Religions are not disadvantaged by not being allowed to dictate behavior to the country/state/county/city as a whole.  Because if they were allowed to do so, it would preclude freedom of religion itself, by legislating religious doctrine. I don’t even know what more can be said here.


Young said this argument likens religion to corporate entities. It holds that religions, like corporations, are usually motivated by money and power and are prone to socially harmful behavior and misconduct and need to be regulated heavily. Religions endanger social justice, harmony and diversity.

These three arguments may pose a threat to religious liberty, but Young cautioned against casting the arguments proponents as enemies. “I don’t think these people are, for the most part, ill intentioned. I don’t think they are out there saying, ‘Let’s see if we can suppress a religion today,'” Young said. “That is not what is going on.”

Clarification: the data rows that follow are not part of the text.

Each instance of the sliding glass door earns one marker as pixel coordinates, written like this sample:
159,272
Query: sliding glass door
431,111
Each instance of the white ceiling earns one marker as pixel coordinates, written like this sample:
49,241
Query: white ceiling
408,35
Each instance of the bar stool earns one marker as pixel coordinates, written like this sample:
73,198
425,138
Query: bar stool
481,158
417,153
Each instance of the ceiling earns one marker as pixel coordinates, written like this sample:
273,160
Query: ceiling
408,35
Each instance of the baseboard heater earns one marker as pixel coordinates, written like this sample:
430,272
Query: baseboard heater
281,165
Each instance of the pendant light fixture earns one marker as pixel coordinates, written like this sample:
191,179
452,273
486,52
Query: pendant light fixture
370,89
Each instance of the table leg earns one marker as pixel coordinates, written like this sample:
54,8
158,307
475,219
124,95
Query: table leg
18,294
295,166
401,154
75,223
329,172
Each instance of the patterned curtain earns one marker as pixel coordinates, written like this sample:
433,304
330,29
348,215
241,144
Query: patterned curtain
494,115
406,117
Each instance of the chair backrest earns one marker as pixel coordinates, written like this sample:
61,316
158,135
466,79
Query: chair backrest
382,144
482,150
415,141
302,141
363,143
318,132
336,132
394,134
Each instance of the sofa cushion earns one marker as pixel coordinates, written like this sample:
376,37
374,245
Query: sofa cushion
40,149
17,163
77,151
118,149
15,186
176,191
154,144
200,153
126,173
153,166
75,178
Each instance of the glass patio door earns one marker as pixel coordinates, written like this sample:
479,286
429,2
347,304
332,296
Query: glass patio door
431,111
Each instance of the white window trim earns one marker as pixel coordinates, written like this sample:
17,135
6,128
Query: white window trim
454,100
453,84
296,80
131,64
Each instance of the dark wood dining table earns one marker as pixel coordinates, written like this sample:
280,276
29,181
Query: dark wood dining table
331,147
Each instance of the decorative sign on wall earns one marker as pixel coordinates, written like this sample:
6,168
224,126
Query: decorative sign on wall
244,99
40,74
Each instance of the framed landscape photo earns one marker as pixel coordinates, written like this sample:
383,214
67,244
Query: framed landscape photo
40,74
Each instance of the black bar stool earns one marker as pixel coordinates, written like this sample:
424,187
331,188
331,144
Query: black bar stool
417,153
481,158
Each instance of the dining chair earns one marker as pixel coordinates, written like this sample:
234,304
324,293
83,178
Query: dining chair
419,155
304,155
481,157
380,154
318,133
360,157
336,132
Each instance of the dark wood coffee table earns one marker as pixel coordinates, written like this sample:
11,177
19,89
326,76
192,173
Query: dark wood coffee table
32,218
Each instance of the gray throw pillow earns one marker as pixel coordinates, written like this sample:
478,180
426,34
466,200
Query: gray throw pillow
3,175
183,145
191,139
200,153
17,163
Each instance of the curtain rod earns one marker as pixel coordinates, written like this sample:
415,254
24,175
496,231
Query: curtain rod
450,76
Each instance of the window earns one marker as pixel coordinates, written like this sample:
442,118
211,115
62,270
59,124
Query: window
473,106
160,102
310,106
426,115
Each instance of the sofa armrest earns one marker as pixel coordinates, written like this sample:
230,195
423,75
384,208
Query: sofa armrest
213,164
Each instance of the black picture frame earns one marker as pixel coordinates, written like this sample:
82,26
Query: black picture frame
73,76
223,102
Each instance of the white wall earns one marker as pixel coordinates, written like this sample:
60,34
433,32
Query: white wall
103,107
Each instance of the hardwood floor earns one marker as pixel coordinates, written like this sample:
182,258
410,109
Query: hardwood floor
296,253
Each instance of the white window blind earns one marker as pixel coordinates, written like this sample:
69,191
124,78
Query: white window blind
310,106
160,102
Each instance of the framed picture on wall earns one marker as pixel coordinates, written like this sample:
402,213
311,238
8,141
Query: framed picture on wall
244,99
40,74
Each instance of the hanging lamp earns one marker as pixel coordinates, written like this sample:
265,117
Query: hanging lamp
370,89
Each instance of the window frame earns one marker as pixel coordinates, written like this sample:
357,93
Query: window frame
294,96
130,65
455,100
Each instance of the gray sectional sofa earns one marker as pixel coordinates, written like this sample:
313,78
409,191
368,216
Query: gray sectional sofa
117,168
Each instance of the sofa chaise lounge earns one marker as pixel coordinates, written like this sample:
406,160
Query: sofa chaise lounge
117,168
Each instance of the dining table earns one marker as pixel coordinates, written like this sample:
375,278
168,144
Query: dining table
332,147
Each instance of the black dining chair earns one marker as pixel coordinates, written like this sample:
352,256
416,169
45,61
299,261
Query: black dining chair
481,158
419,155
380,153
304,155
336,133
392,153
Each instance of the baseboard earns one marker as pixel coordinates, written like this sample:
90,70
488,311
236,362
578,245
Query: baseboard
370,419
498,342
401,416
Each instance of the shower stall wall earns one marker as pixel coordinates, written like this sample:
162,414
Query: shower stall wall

Young admitted that even though he sees the danger of these arguments, they are not even on the public’s radar.

Young said polling data shows that the majority of Americans believe religion is essential, but also think the amount of protection religion has is about the right amount. They are more worried about the government promoting and sustaining religion. “The perception is not that there is some problem arising in this gradual way,” Young said.

To you, sir, I say, what?  While I would say that some religious organizations operate more like businesses than others (for instance, I think that the LDS church and Scientology bear a distinct resemblance to business), they are treated totally differently.  I have no idea where this terrified panic comes from; if I didn’t know better, I would think he was a subscriber to Wing Nut World Net Daily.  I read a decent amount of liberal media and I have never once come across someone suggesting strict regulation of religion; funny thing about lots of liberals, we like free speech, even if we don’t agree with it.

Overall, I was super disappointed to read this.  I suppose I simply expected better of the head of a public university in Salt Lake.  I forgot, though, we don’t actually have that much diversity in political views: we have republicans and moderate republicans.